El hombretón había recobrado la calma. Ahora en su voz solo quedaba una suavidad que hacía pensar en las tranquilas montañas de Idaho de las que procedía.
—Cierto —admitió—. Cuando estás fuera de la Tierra nunca se puede decir que tengas demasiada información, en realidad, nunca tienes la suficiente —Hizo una pausa—. Sin embargo, la timidez puede ser tan peligrosa como la temeridad, y no quiero decir que tú seas tímido, Mark —se apresuró a explicar—. Desde luego que no, después de todo tú y Rachel podríais estar ahora en una preciosa colonia orbital de O’Neil viviendo de una excelente pensión.
Danzig se relajó y sonrió.
—Si se me permite ser algo pomposo, os diré que esto era un desafío. Lo cierto es que queremos volver a casa cuando hayamos terminado con esto. Deberíamos llegar a tiempo para el barmitzvahg de uno o dos tataranietos. Y para ello debemos seguir con vida.

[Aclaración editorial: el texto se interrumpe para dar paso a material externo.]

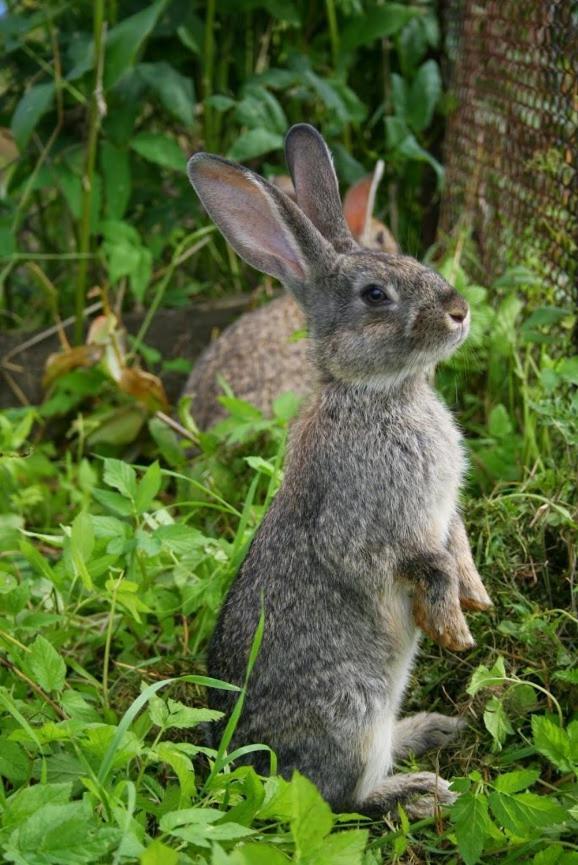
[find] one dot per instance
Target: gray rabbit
(257, 354)
(364, 541)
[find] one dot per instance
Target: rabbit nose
(458, 310)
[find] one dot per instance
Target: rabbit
(257, 354)
(363, 542)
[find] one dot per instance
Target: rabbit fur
(257, 354)
(363, 542)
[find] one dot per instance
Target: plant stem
(208, 71)
(108, 643)
(97, 110)
(333, 32)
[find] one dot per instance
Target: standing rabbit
(364, 540)
(257, 355)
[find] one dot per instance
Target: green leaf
(45, 665)
(33, 105)
(553, 742)
(63, 834)
(520, 779)
(472, 825)
(28, 800)
(567, 368)
(158, 853)
(170, 753)
(343, 848)
(375, 23)
(81, 546)
(424, 95)
(14, 763)
(115, 169)
(257, 854)
(496, 721)
(483, 677)
(121, 476)
(159, 149)
(174, 90)
(113, 502)
(148, 487)
(523, 813)
(311, 818)
(172, 714)
(410, 148)
(253, 143)
(125, 40)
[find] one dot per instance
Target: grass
(111, 576)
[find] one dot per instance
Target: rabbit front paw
(473, 594)
(444, 622)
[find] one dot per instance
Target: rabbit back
(259, 358)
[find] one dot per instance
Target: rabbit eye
(374, 295)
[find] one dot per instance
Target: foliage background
(111, 574)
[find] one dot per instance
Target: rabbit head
(374, 317)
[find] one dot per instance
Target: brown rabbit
(258, 355)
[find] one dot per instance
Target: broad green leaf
(33, 105)
(519, 779)
(45, 665)
(524, 813)
(568, 369)
(253, 143)
(169, 753)
(424, 95)
(311, 818)
(125, 40)
(115, 170)
(171, 713)
(64, 834)
(174, 90)
(121, 476)
(148, 487)
(496, 721)
(180, 538)
(553, 742)
(257, 854)
(28, 800)
(376, 23)
(159, 149)
(15, 765)
(158, 853)
(410, 148)
(499, 424)
(483, 677)
(261, 465)
(113, 502)
(342, 848)
(472, 822)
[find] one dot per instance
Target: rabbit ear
(261, 223)
(360, 201)
(316, 186)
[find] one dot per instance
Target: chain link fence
(511, 149)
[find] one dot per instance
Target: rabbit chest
(391, 472)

—Lo que pretendo explicar —dijo Scobie—, es que si os dejáis manejar como reses puede que terminéis en un lío peor que si… Oh, no importa. Probablemente tienes razón, quizá no debimos elucubrar con tantas fantasías. El espectáculo nos encandiló. No volverá a suceder.
Pero cuando los ojos de Scobie se volvieron nuevamente hacia el glaciar, en ellos no había precisamente la falta de pasión del científico. Tampoco la había en los de Broberg o Garcilaso. Danzig golpeó la palma de su mano con el puño.
—El juego, el maldito juego infantil —murmuró en voz baja para que sus compañeros pudieran oírle—. ¿Acaso no era posible encontrar algo más sensato para ellos?